Linearity means that the target variable and its predictor have a linear relationship or the relationship is straight line.
smartphone_backward model still meets linearity
It is expected that the error generated by the model spreads randomly or with constant variation. If visualized then the error is not patterned
# scatter plot
plot(x = smartphone_backward$fitted.values, y = smartphone_backward$residuals)
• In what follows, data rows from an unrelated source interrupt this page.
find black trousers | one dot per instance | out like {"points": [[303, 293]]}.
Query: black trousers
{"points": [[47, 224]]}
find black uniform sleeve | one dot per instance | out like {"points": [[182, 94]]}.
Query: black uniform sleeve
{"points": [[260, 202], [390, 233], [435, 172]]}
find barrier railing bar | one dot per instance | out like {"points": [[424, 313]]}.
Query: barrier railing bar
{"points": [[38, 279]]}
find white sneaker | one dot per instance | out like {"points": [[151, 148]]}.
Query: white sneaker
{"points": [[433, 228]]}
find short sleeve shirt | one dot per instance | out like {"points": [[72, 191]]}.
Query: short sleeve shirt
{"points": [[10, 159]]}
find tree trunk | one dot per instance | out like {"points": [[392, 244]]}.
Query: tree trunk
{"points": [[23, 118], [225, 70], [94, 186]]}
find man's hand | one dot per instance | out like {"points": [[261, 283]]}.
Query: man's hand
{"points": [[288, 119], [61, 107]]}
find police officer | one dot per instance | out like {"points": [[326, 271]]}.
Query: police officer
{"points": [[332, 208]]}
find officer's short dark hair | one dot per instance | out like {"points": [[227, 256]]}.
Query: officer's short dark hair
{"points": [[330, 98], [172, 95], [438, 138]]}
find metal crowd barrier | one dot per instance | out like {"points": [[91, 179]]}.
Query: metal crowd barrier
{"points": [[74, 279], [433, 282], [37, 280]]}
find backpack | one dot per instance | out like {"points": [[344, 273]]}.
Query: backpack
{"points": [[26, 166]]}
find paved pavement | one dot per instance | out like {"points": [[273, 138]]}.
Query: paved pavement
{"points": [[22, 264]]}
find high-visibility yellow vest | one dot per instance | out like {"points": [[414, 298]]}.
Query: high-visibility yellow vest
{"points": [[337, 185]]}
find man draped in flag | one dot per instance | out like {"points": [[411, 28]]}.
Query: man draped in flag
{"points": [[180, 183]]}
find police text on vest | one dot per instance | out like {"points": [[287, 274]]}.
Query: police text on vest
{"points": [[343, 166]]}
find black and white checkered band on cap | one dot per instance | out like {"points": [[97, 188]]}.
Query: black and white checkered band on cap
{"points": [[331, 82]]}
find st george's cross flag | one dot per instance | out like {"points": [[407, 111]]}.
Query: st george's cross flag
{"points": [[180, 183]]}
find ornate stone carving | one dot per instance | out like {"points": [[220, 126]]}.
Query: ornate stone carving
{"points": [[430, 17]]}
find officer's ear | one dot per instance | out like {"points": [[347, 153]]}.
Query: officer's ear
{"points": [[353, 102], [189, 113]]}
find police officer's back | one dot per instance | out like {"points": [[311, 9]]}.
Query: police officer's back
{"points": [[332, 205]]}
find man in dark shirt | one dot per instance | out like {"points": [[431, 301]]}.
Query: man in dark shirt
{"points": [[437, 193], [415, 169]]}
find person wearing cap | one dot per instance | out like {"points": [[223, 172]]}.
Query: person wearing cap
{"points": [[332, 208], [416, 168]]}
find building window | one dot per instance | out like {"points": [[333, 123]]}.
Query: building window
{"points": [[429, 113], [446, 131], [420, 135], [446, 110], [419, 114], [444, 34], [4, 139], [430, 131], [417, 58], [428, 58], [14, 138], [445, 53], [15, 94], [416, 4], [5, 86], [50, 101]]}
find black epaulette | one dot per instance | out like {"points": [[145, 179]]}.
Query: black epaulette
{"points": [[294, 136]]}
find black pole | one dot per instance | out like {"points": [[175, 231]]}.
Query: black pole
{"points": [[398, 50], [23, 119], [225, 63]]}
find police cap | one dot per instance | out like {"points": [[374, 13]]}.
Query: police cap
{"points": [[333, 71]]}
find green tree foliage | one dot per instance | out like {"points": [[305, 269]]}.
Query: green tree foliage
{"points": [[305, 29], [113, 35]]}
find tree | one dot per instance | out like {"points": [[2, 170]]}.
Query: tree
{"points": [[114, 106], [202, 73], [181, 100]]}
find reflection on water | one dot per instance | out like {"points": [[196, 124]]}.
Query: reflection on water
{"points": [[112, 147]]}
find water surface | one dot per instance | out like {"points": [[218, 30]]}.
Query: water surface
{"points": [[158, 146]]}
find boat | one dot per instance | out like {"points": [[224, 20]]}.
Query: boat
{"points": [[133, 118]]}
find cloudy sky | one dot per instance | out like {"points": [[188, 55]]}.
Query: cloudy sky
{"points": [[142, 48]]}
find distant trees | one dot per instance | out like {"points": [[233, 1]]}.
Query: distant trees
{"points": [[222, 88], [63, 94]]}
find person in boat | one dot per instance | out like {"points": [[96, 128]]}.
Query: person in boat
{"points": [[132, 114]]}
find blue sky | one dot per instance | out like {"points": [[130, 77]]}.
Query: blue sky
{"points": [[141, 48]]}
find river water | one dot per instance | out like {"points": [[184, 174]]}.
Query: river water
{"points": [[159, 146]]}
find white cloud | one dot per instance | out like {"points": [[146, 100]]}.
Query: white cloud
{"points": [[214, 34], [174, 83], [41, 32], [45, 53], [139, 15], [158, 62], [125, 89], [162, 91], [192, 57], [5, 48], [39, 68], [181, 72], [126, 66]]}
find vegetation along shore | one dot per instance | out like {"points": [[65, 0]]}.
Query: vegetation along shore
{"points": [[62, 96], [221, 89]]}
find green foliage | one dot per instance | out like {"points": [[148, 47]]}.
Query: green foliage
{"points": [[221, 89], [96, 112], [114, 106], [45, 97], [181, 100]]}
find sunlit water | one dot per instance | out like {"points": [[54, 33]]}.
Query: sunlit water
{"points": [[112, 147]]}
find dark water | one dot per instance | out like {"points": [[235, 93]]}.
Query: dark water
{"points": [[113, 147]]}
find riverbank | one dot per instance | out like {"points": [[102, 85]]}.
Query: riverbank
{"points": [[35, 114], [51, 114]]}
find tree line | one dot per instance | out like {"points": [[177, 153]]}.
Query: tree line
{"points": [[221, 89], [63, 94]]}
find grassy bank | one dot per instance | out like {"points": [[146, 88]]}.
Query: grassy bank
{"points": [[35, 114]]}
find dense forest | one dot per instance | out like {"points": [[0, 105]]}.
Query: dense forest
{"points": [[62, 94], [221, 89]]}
abline(h = 0, col = "red")Breusch-Pagan hypothesis test:
#>
#> studentized Breusch-Pagan test
#>
#> data: smartphone_backward
#> BP = 12.441, df = 10, p-value = 0.2566
p-value > 0.05 thus failing to reject H0, the model has errors that spread constantly/ homoscedasticity
Linear regression models are expected to produce normally distributed errors. That way, more errors gather around the number zero
Shapiro-Wilk hypothesis test:
#>
#> Shapiro-Wilk normality test
#>
#> data: smartphone_backward$residuals
#> W = 0.97348, p-value = 0.01789
p-value > 0.5 so the error is not normally distributed
Multicollinearity is a condition of strong correlation between predictors * nilai VIF > 10: multicollinearity occurs in the model * nilai VIF < 10: there is no multicollinearity in the model
#> Sale resoloution ppi cpu.core cpu.freq internal.mem
#> 1.691452 6.427604 4.555447 2.901669 3.648987 7.423650
#> ram RearCam battery thickness
#> 8.873503 3.329914 6.281444 3.223363
From the above results, there is no multicollinearity.
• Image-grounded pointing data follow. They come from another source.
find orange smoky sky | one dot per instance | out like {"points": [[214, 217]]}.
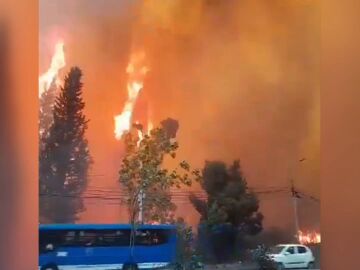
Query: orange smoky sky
{"points": [[241, 77]]}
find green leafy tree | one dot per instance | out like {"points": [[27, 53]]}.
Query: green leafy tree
{"points": [[231, 209], [144, 178], [65, 157]]}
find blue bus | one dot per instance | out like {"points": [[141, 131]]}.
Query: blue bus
{"points": [[106, 247]]}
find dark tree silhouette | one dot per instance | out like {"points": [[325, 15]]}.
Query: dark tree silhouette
{"points": [[231, 209], [65, 157]]}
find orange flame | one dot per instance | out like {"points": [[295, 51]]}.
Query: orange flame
{"points": [[309, 238], [137, 71], [57, 63]]}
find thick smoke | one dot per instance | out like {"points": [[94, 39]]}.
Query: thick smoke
{"points": [[240, 76]]}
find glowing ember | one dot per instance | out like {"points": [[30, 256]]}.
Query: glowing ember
{"points": [[137, 71], [309, 237], [57, 63], [150, 126]]}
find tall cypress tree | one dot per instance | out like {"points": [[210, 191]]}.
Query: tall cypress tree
{"points": [[65, 157]]}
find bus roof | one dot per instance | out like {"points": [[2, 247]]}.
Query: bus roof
{"points": [[101, 226]]}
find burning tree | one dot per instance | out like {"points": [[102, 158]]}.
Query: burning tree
{"points": [[65, 157], [144, 179], [230, 211], [47, 100]]}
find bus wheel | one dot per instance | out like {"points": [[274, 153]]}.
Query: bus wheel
{"points": [[50, 267], [130, 267]]}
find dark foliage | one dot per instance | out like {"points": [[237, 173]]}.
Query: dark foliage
{"points": [[65, 157]]}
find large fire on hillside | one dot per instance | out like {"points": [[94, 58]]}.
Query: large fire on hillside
{"points": [[52, 74], [136, 70]]}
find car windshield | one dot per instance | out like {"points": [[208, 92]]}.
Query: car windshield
{"points": [[276, 249]]}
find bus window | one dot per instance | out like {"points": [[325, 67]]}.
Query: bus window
{"points": [[87, 238], [114, 238], [151, 237]]}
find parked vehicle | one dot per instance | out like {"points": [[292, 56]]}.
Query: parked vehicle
{"points": [[95, 246], [290, 256]]}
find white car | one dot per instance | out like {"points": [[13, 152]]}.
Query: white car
{"points": [[291, 256]]}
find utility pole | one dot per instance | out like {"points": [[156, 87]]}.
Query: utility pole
{"points": [[295, 196], [141, 206]]}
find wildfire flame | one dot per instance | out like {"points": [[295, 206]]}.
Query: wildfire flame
{"points": [[309, 237], [136, 70], [57, 63]]}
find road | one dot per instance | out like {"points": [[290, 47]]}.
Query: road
{"points": [[246, 266]]}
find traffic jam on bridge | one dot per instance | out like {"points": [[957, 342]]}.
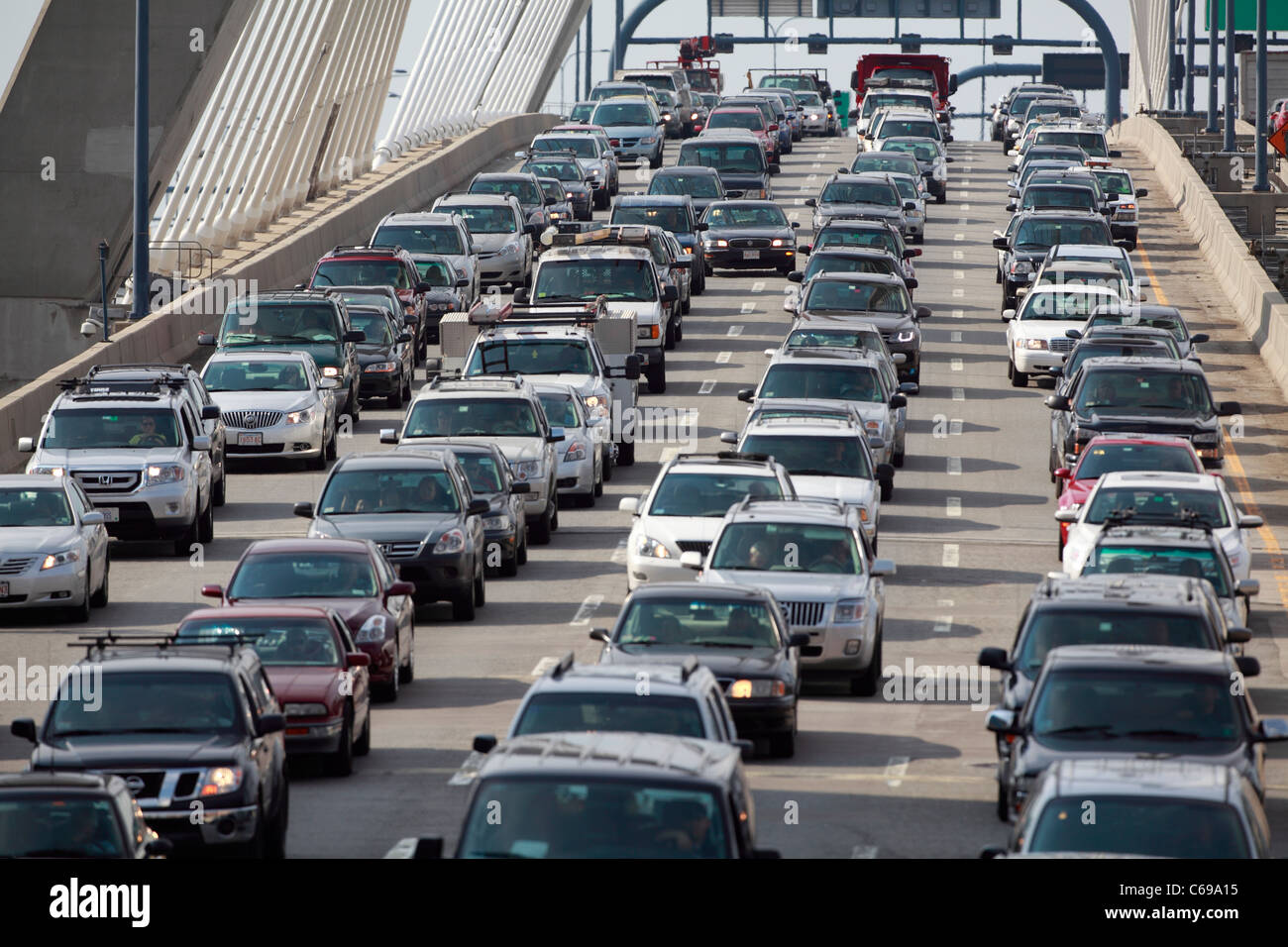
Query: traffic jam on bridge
{"points": [[735, 471]]}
The variables we use for the smartphone_backward model with significance are resoloution, ppi, cpu.core, cpu.freq, internal.mem, ram, battery and thickness. The highest R-Squared is 95.11% with the help of step-wise regreation feature. Accuray our model using RMSE, with smartphone_training data we get an RMSE value of 167.0512 and with smartphone_test data we get a value of 170.5656 with a difference of only 2%. Our model assumptions fulfill linearity, homoscedasticity and no multicollinearity.